By Neil Taylor, March 2011

Choosing a Kayak or “The Up-Grade”

March 1, 2011
It could be a canoe.   It could be a discount store kayak that paddles like a waterlogged two-by-four.    That first paddle-craft got you on the water, and you had some fun but eventually you’re hearing about and seeing other options, many of which are far better than what you already have.    If you are in this situation, you might want to trade-up to a new paddle craft.  Changes in fishing kayaks in the last six to seven years translates to improvements in boat handling, fishing layout, comfort, durability and stability.    Many of these things were mentioned in a past article I did: “Myths About Kayaks.”  A kayak of today is 1000% better than what was available just a few years ago, particularly when it comes to fishing kayaks.

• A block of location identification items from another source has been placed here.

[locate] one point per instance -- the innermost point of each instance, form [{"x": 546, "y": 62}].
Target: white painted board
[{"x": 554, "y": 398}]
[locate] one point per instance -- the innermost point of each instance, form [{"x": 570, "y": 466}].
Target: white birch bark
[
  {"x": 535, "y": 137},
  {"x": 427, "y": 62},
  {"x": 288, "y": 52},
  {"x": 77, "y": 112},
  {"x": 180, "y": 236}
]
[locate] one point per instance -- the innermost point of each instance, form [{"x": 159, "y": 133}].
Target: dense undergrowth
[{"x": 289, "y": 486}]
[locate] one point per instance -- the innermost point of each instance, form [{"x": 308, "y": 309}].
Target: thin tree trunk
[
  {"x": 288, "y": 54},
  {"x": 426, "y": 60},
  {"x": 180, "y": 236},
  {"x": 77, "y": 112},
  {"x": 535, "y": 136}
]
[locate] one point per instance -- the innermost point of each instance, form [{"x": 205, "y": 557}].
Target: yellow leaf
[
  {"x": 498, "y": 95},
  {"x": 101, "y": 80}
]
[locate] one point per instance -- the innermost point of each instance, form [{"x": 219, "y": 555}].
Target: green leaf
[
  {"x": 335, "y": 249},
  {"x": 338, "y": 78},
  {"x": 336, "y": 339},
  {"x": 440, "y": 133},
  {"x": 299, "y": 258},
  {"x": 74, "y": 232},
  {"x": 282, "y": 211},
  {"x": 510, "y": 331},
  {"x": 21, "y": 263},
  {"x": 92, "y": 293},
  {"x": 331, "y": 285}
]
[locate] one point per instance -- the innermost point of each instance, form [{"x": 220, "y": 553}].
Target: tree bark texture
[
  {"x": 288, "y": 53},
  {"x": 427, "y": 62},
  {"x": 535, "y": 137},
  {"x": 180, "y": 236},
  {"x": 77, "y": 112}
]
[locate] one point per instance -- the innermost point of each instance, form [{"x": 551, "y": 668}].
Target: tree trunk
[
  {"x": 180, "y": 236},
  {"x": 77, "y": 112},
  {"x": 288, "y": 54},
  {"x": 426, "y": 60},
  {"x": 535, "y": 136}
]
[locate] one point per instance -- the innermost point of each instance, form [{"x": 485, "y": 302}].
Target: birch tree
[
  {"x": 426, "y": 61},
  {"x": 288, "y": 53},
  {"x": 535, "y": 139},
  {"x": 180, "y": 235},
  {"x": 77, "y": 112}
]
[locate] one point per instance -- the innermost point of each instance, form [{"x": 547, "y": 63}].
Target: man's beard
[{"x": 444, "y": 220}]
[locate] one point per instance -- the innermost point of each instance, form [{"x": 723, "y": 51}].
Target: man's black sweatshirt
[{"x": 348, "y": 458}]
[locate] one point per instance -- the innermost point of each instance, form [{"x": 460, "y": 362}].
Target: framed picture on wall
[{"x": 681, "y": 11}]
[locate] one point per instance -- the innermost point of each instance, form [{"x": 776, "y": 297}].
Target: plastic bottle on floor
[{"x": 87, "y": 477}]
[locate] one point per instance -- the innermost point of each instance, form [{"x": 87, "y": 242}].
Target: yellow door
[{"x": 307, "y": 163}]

The beauty of The Trade-Up is that your existing boat has value.   It is usually pretty easy to sell off what you have and apply that money toward a new boat.   This is something I’ve seen people do for years.   Most kayak anglers are what are “marine buy-ologists” and they have owned a wide variety of paddle craft.   Eventually people identify their favorites and that is what they keep and use.

If you are in the “Trade-Up” category, or you are completely new to kayak fishing, you should try various kayak options before you make your boat selection.  My own preference is the Native Watercraft line of boats.   With their fishing kayaks, look closely at the Ultimate 12 and 14.5, the Versa Board, Mariner and the Manta Ray series.   Different boats suit different needs.   Some are built for rougher water conditions, for standing and others you would simply not want to use in the more turbulent situations.   Kayak anglers who do a variety of fishing will often have multiple boats appropriate to those varying situations.

When kayak owners use the Native Ultimate for the first time, they realize this boat provides extra opportunities.   Standing to sight-cast to fish, fly-fish or all the extra deck space are things that expand their opportunities.   Definitely what sets that model boat apart from every other option: The seat.   The other performance factors are important but, for sure, you do not want to be uncomfortable sitting in your kayak.  

There are things you won’t know about how the kayak fits your needs until you actually get out on the water in different boats and see how they work for you.   Space utilization, how the boat handles for you and other small things that add up to the overall decision on which boat will be best for you.  Often overlooked, kayak anglers need to consider how they will be transporting their watercraft and how easy it is to lift by themselves.   While there are excellent loader systems that eliminate a lot of the effort, for the people who want to keep their costs down, they need to make sure they can safely lift their boat up and down off their vehicle.

Inexpensive options for “being mobile” on the water: Kayaks are much different than they used to be.   Like any decision in your fishing equipment choices, you have to figure out the kayak you like the most- and this is quite simply a very fun process.